You are browsing a read-only backup copy of Wikitech. The live site can be found at wikitech.wikimedia.org
Application servers/Runbook
Apache
Testing config
- Choose one of the mediawiki debug servers. Then, on that server:
- Disable puppet:
sudo puppet agent --disable 'insert reason'
- Apply change locally under
/etc/apache2/sites-enabled/
sudo apache2ctl restart
- Disable puppet:
- Test your change by making relevant HTTP request. See Debugging in production for how.
- When you're done,
sudo puppet agent --enable
Deploying config
It is suggested that you may wish to place any configuration updates on the Deployments page. A bad configuration going live can easily result in a site outage.
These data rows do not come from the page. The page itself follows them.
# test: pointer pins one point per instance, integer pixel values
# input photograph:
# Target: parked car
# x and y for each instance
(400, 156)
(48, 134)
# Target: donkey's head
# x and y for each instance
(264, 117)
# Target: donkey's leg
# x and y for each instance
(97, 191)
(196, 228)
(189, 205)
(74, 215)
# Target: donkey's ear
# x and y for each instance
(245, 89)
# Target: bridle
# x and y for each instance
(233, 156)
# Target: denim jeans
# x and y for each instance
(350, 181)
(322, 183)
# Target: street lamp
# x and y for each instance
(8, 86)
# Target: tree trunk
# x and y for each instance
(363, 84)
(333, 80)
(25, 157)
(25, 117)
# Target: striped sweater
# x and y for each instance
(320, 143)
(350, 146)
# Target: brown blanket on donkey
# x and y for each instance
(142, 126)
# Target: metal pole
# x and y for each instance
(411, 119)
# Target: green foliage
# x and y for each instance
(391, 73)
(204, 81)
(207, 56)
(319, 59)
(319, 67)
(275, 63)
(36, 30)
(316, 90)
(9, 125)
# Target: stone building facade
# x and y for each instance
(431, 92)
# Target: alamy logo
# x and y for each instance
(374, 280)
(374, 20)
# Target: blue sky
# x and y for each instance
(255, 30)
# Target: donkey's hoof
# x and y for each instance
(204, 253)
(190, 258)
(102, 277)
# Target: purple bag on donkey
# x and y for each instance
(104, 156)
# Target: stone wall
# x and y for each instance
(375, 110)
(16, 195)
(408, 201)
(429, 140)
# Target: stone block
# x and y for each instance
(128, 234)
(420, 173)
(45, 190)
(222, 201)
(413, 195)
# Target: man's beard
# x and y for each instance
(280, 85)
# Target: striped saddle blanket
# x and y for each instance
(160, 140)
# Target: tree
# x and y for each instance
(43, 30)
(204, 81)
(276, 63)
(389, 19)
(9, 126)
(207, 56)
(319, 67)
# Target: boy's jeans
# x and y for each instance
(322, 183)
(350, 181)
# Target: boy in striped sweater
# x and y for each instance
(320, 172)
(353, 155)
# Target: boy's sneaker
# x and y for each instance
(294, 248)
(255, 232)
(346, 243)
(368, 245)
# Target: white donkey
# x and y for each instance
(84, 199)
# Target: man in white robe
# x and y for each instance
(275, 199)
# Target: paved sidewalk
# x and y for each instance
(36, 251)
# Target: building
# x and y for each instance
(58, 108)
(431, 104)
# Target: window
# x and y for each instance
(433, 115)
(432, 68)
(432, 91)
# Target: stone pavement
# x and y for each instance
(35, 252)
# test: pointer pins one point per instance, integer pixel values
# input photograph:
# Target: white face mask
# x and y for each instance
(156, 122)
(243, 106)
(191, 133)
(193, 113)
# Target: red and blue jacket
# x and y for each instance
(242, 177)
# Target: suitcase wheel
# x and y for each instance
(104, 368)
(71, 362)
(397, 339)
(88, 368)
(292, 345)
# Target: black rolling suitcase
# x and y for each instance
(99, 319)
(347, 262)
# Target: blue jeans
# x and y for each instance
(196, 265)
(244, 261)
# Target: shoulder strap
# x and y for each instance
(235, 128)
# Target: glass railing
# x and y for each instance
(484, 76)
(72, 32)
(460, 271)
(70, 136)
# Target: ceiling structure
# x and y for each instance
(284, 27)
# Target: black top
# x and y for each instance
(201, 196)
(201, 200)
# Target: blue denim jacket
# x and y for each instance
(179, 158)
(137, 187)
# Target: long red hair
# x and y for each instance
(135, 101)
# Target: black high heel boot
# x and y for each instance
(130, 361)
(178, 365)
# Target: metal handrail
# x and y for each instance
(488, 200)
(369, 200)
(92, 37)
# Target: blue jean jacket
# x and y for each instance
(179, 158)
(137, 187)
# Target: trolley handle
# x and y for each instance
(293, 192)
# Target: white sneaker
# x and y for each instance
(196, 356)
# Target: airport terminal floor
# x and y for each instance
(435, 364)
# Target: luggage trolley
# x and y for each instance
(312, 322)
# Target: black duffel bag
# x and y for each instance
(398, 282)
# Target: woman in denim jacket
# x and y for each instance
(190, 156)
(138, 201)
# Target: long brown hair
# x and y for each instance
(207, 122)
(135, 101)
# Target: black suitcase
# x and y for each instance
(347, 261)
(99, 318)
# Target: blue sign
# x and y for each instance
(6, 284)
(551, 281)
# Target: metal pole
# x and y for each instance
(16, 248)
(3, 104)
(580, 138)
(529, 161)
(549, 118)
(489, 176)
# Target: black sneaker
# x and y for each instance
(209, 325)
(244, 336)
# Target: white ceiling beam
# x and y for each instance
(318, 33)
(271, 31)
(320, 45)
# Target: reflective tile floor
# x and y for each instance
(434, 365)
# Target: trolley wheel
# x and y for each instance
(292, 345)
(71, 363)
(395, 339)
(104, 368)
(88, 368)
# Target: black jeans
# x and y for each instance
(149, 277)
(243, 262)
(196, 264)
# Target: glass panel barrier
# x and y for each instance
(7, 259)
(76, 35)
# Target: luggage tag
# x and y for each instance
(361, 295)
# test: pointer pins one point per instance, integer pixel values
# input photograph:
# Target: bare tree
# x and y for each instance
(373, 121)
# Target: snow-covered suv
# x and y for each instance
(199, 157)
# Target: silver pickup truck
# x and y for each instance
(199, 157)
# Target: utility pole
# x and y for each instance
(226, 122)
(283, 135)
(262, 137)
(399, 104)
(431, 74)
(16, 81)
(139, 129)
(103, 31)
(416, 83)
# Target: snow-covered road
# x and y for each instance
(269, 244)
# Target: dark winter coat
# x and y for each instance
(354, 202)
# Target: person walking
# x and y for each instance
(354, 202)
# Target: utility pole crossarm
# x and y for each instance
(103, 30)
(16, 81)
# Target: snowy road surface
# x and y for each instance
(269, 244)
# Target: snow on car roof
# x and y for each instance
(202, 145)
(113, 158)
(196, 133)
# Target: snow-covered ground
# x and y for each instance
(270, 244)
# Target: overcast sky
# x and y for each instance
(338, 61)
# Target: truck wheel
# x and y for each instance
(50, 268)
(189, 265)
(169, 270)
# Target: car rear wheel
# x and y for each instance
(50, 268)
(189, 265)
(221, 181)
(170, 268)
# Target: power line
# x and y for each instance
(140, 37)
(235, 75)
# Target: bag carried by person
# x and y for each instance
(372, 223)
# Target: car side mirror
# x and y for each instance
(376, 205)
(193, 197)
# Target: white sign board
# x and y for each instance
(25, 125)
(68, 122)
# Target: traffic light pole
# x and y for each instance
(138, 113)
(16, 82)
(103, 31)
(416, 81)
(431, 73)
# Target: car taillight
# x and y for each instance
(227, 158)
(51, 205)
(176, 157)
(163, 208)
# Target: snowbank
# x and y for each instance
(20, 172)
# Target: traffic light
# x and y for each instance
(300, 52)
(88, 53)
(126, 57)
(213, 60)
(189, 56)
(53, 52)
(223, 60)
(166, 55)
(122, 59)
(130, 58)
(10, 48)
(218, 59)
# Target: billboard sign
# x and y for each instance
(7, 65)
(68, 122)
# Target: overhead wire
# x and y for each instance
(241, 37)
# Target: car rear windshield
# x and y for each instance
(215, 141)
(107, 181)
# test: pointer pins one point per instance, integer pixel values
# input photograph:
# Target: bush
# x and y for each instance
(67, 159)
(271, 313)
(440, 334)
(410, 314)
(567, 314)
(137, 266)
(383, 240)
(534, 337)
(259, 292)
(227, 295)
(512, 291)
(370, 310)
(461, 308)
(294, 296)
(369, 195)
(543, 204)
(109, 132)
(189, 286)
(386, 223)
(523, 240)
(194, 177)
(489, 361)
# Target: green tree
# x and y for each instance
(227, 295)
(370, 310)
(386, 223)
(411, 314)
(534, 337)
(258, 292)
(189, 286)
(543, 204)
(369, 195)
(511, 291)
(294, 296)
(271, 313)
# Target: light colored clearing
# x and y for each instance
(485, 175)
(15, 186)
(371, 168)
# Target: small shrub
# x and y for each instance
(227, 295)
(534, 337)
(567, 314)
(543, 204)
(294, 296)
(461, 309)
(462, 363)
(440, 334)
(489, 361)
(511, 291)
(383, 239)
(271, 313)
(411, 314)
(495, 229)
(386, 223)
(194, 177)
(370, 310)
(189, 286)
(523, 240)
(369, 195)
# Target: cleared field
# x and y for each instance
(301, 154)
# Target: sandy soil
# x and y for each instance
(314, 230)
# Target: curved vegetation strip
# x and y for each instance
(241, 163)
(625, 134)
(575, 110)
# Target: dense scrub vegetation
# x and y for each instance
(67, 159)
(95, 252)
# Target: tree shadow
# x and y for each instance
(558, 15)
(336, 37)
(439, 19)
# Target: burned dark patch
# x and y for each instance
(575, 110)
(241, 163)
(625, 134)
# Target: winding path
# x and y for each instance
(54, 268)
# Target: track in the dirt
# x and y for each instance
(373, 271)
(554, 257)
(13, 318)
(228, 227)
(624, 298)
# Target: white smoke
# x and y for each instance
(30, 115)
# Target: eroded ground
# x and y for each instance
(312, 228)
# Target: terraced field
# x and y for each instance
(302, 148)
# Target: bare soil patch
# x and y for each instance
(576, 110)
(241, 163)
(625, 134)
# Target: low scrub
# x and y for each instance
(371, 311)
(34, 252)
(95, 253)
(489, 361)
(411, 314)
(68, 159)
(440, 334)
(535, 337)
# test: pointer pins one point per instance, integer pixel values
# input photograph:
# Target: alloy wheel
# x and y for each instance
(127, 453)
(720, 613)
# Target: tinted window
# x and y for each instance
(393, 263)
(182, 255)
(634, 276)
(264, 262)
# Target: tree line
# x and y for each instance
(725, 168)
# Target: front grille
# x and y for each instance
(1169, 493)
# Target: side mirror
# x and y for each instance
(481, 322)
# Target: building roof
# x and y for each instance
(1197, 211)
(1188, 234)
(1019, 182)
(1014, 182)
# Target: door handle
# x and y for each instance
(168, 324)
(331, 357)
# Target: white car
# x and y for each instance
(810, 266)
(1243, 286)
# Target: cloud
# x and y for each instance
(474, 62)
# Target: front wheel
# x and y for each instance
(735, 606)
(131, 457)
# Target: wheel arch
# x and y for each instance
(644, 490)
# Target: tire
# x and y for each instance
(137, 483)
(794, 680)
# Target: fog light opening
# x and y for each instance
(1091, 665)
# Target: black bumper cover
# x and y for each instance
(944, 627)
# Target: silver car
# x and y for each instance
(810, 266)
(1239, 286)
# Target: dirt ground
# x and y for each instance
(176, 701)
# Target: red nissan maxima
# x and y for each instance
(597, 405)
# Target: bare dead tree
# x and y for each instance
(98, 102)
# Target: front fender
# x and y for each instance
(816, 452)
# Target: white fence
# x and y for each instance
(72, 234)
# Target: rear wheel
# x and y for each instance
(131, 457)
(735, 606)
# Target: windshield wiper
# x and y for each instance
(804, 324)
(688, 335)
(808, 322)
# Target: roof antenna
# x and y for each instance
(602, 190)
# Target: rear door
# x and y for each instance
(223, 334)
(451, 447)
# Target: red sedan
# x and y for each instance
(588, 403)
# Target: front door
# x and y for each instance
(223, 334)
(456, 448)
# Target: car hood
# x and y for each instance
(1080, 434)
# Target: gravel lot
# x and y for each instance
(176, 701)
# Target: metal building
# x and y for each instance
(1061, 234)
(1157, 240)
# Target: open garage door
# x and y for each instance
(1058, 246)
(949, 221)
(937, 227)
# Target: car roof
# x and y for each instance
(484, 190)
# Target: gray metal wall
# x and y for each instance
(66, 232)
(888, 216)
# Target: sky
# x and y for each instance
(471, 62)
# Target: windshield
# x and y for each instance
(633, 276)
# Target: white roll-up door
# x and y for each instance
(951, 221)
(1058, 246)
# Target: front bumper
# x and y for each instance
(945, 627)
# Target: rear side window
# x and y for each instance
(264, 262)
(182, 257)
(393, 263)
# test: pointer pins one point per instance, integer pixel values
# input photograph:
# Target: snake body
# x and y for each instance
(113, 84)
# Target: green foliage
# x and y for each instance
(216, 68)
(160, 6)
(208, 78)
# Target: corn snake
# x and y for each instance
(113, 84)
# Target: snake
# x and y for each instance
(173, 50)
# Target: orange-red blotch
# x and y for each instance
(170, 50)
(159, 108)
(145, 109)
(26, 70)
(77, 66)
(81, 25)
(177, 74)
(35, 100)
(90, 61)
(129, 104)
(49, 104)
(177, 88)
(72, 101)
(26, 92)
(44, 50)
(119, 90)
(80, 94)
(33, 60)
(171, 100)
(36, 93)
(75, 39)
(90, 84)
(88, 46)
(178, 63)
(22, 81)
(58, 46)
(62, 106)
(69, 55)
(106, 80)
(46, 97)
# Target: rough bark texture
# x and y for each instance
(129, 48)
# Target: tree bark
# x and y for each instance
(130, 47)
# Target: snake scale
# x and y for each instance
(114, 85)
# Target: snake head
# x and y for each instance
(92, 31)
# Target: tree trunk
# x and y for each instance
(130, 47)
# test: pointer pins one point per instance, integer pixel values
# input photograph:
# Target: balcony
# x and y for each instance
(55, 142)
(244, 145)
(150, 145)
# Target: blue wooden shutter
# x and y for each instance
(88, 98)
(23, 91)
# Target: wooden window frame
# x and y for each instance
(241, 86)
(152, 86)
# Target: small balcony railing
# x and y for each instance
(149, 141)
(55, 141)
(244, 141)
- Test your change in deployment-prep and make sure that it works as expected.
- In the operations/puppet repository, make your change in the
modules/mediawiki/files/apache/sites
directory. - In the same commit, add one or more httpbb tests in the
modules/profile/files/httpbb
directory, asserting that your change works as you intend. (Consider automating the same checks you just performed by hand.)- For example, if you are adding or modifying a RewriteRule, please add tests covering some URLs that are expected to change.
- On deploy1001, run all httpbb tests on an affected host. Neither your changes nor your new tests are in effect yet, so any test failures are unrelated. All tests are expected to pass -- if they don't, you should track down and fix the problem before continuing.
rzl@deploy1001:~$ httpbb /srv/deployment/httpbb-tests/* --host mwdebug1001.eqiad.wmnet Sending to mwdebug1001.eqiad.wmnet... PASS: 99 requests sent to mwdebug1001.eqiad.wmnet. All assertions passed.
- Submit your change and tests to gerrit as a single commit.
- Disable puppet across the affected mediawiki application servers.
- Cumin can in finding the precise set of hosts. For example, this is a recent query: In this case the change was related to a RewriteRule change in 04-remnant.conf, but of course it must be changed every time with the file(s) modified by the Gerrit change.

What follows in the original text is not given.